The Philippine Supreme Court has ruled that a vital tax increase, put into place by President Gloria Macapagal Arroyo's government earlier in the year, but immediately suspended, does not violate the country's constitutional code.
Little more than a few hours after the VAT measure went into effect on July 1, the Supreme Court moved to freeze its implementation after opposition lawmakers petitioned the Court. Opponents of the VAT hike had argued that it was unconstitutional for the president to increase the tax without their approval.

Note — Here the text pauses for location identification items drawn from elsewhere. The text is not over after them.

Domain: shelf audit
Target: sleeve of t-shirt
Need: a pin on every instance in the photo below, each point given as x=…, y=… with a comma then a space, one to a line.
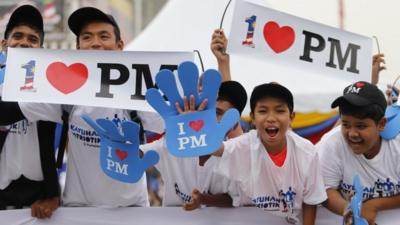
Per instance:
x=235, y=161
x=314, y=190
x=330, y=163
x=41, y=111
x=151, y=121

However, in an announcement by a Court spokesman last week, it emerged that judges had voted 15-0 in support of the new tax law passed in May. Critics of the law now have 15 days to challenge the ruling, and the suspension of the new tax won't be lifted until the court rules on any appeal.
"The dire need for revenue can't be ignored. Our country is in a quagmire of financial woe. Congress passed the law hoping for rescue from inevitable catastrophe," the Court remarked.
Under the measures in question, certain industries previously exempt from the 10% VAT, such as petroleum, power generation, airlines and shipping companies, would be required to charge VAT. In addition, the new law entitled the president to raise the rate of VAT from 10% to 12% from January 2006 onward, as long as the government's budget deficit exceeded 1.5% of gross domestic product.
The VAT measure was a key component of President Arroyo's eight-point tax reform, which seeks to improve tax collection and raise revenues to help pay down the country's escalating level of debt. At present, one third of the government's revenue is spent making debt interest payments, leaving little for investment in vital infrastructure. The tax reforms will also result in an increase in corporate tax to 35% from 32% for a period of three years.